A claim that survives two independent lenses is worth acting on. Single-lens claims are leads, not conclusions.

Determinism

All three clusterers honor FlowConfig.seed. HDBSCAN is deterministic by construction; Louvain via python-louvain accepts a random_state (seeded); the DTW fallback is deterministic. The same input + the same seed produces the same clusters across runs.
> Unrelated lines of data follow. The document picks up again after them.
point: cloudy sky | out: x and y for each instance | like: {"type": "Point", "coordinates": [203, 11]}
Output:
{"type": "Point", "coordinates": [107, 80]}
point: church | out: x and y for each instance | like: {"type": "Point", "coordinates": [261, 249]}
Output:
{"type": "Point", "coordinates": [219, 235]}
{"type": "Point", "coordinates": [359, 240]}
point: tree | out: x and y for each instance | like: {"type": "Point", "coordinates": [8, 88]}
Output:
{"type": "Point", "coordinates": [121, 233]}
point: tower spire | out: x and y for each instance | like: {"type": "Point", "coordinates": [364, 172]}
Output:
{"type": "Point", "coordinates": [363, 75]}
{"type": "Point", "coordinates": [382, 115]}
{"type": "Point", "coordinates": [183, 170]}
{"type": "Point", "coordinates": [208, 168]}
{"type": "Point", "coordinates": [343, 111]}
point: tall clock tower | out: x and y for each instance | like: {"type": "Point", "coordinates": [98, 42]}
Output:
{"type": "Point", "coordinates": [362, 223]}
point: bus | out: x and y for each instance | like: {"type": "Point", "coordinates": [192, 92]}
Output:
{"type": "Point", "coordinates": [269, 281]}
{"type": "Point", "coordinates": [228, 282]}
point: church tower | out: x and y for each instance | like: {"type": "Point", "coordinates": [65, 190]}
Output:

A compliance property as much as a testing one.

Citations

  • Campello, R. J., Moulavi, D., Sander, J. (2013). “Density-based clustering based on hierarchical density estimates.” PAKDD.
  • Paparrizos, J., Gravano, L. (2015). “k-Shape: Efficient and Accurate Clustering of Time Series.” SIGMOD 2015.
  • Blondel, V. D., Guillaume, J.-L., Lambiotte, R., Lefebvre, E. (2008). “Fast unfolding of communities in large networks.” Journal of Statistical Mechanics.
  • Tumminello, M., Lillo, F., Piilo, J., Mantegna, R. N. (2012). “Identification of clusters of investors from their real trading activity in a financial market.” New Journal of Physics, 14(1).
  • Sakoe, H., Chiba, S. (1978). “Dynamic programming algorithm optimization for spoken word recognition.” IEEE TASSP.